The sample below shows how it works:
```
def test_named_comparator():
comparators = DeepDelta(DEFAULT_DELTA_CONFIG ^ DeltaConfig.ValueCaseIgnored)
compare_p = lambda l, r, p: DeepDelta.convert_to_compare(l, r, comparators, lambda n, case_ignored: 'no' in n)
named = {
'Id': lambda l, r, p: None if l==r or l+r==0 else (l, r),
'products': compare_p,
'Purchased': lambda l, r, p: None if Comparator.compare_as_datetime_values(l, r) else (l, r)}
order1 = {'id': 100, 'purchased': '2020 Aug 6', 'products': products1}
order2 = {'ID': -100, 'PURCHASED': '6/Aug/2020', 'PRODUCTS': products2}
delta = DeepDelta.compare(order1, order2, None, None, named)
assert delta == {'products': {'1202': {'description': ('Subway', 'SUBWAY')},
'2009': {'description': ('Hochy', 'Hochey'),
'name': ('wipes', 'Wipes')},
'5001': {'unit': ('per', 'piece')}}}
```
The keys in above example ('Id', 'products', 'Purchased') would be matched case-ignored with the actual keys in the two values *order1* and *order2*. It is also possible to define more complex key patterns to match multiple fields/keys to compare with shared logic.
### Exclude fields/keys
The **excluded_keys** arguments specified any keys/key_paths to be neglected during the comparison process.
### Compare two lists
For normal Python class instances, the **vars()** would be called to get their variables as dicts.
A key idea of comparing two lists of similar objects is that both list would be converted to dicts, then the objects sharing the same/similar keys would be compared side by side.
The other static method DeepDelta.convert_to_compare() is defined as:
```
def convert_to_compare(lhs: Sequence, rhs: Sequence,
comparator: DeepDelta = None,
is_key: Callable = None,
*keys: List[Any]) -> Union[None, Tuple, Dict, str]:
```
The above **comparator** allows you to specify all configurable settings as compare any generic values. The *keys* can be used to denote keys of both *lhs* and *rhs* directly. Alternatively, the predicate *is_key* would detect all concerned keys or detect any keys starts or ends with 'id'.

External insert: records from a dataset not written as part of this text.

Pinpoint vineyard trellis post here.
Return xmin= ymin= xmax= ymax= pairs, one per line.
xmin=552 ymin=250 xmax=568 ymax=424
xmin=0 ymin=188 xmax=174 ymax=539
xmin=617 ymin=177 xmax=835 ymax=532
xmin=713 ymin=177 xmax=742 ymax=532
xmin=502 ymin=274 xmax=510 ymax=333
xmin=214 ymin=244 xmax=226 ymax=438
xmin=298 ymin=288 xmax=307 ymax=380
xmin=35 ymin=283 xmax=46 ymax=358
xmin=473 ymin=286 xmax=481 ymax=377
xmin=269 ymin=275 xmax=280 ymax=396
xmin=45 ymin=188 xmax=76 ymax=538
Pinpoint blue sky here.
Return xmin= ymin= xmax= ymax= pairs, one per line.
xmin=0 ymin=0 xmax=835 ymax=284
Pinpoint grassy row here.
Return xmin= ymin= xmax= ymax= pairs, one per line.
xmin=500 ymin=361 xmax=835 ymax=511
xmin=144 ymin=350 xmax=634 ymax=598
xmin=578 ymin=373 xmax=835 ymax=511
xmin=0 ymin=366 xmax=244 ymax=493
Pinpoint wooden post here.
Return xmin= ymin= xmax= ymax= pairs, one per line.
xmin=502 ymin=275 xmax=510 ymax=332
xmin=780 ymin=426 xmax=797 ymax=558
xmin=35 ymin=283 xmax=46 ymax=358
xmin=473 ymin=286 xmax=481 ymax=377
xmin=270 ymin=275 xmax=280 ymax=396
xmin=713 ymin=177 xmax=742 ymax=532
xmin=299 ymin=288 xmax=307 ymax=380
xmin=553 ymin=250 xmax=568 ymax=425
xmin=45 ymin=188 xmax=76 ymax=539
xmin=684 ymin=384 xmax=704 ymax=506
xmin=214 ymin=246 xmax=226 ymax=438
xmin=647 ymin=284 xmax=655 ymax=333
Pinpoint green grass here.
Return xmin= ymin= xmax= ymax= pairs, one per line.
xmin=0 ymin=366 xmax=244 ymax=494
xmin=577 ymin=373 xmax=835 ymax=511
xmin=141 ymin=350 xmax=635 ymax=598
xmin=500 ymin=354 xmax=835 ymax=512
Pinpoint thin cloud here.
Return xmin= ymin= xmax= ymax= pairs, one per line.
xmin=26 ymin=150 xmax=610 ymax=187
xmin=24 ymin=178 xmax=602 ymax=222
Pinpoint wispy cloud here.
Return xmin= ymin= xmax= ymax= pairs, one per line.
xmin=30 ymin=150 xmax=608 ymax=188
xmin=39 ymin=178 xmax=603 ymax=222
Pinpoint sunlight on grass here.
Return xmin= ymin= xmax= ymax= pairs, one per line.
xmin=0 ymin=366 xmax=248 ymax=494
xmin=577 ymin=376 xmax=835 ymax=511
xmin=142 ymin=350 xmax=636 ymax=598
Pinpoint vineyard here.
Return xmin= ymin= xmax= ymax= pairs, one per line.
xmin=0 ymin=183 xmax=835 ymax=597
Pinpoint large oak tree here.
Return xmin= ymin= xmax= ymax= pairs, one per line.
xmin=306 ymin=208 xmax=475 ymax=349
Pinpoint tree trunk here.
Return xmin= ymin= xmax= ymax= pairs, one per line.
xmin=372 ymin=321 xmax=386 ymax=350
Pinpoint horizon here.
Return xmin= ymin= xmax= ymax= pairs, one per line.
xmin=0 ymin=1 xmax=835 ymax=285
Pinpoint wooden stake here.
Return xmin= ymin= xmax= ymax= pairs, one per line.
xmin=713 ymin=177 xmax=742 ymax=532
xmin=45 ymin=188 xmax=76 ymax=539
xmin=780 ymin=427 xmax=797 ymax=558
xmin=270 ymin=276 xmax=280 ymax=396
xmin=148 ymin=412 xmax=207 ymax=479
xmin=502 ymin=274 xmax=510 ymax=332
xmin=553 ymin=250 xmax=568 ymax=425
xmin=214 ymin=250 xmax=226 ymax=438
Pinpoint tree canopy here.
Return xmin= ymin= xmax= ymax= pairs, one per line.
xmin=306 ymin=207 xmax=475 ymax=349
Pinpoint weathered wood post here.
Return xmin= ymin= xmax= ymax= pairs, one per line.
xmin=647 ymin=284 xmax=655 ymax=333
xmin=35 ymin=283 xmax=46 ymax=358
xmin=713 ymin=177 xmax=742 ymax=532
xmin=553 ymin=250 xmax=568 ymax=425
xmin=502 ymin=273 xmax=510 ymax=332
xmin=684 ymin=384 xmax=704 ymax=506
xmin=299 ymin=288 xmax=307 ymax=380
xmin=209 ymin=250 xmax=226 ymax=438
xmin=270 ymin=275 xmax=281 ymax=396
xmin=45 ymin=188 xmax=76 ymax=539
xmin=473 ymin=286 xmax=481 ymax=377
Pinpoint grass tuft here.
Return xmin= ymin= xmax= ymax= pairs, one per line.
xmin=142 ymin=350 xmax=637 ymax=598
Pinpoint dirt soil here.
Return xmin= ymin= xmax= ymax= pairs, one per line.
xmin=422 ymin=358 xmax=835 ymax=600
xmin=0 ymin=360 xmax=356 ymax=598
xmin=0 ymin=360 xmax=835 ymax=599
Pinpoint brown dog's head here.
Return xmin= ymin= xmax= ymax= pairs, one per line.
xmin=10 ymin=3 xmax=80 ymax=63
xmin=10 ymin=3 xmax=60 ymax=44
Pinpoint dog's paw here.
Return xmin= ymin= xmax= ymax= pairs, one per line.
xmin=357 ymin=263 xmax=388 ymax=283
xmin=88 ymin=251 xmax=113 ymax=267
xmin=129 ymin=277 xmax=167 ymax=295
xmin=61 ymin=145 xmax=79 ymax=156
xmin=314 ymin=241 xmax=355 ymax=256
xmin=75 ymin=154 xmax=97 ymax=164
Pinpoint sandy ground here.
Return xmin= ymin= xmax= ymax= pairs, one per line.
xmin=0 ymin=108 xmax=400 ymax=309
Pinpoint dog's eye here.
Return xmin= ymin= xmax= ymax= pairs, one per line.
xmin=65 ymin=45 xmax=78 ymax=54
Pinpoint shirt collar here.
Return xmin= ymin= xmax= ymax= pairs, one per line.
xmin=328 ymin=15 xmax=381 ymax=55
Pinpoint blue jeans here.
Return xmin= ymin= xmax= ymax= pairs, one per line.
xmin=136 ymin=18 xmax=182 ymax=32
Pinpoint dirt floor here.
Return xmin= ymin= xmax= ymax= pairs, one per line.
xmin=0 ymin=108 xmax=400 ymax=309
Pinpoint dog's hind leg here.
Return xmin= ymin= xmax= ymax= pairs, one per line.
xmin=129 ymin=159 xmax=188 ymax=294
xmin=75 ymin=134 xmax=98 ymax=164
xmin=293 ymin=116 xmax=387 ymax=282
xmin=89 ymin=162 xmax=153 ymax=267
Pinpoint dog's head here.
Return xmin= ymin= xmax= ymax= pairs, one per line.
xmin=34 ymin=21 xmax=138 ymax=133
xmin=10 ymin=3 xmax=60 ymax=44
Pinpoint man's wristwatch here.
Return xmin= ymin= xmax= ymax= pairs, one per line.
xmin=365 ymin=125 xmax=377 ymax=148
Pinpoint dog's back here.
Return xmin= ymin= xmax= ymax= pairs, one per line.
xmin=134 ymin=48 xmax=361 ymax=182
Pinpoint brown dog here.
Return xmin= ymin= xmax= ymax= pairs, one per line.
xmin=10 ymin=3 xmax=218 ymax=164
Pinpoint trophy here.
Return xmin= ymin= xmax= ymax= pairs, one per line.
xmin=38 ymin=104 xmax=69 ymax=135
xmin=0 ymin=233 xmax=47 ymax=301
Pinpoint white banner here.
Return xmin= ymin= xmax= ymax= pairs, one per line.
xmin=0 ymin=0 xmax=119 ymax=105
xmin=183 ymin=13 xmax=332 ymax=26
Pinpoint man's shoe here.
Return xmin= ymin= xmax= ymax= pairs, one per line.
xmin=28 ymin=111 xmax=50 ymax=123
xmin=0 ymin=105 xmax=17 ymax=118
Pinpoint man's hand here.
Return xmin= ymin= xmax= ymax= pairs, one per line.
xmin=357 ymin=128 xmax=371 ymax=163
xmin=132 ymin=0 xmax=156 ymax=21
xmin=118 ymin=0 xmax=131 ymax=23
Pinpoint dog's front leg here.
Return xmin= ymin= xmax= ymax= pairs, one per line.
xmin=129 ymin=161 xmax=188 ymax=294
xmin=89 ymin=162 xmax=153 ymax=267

The key part of the test shows how it works to compare two lists of *Product* instances:
```
def test_convert_to_compare():
delta = DeepDelta.convert_to_compare(products1, products2, None, lambda name, case_ignored: 'no' in name)
assert delta == { '2009': {'description': ('Hochy', 'Hochey')},
'5001': {'unit': ('per', 'piece')}}
comparators = DeepDelta(DEFAULT_DELTA_CONFIG ^ DeltaConfig.ValueCaseIgnored)
delta = DeepDelta.convert_to_compare(products1, products2, comparators, lambda name, case_ignored: 'no' in name)
assert delta == {'1202': {'description': ('Subway', 'SUBWAY')},
'2009': {'description': ('Hochy', 'Hochey'), 'name': ('wipes', 'Wipes')},
'5001': {'unit': ('per', 'piece')}}
```
## Summary
The DeepDelta can be used to compare two objects by calling the static *DeelDelta.compare(lhs, rhs)* directly, with many default functions, to get a decent outcome with deltas highlighted.
For advanced comparison scenarios, the Functional Programming design makes it possible to define and enforce complex logics upon concerned types or keys directly.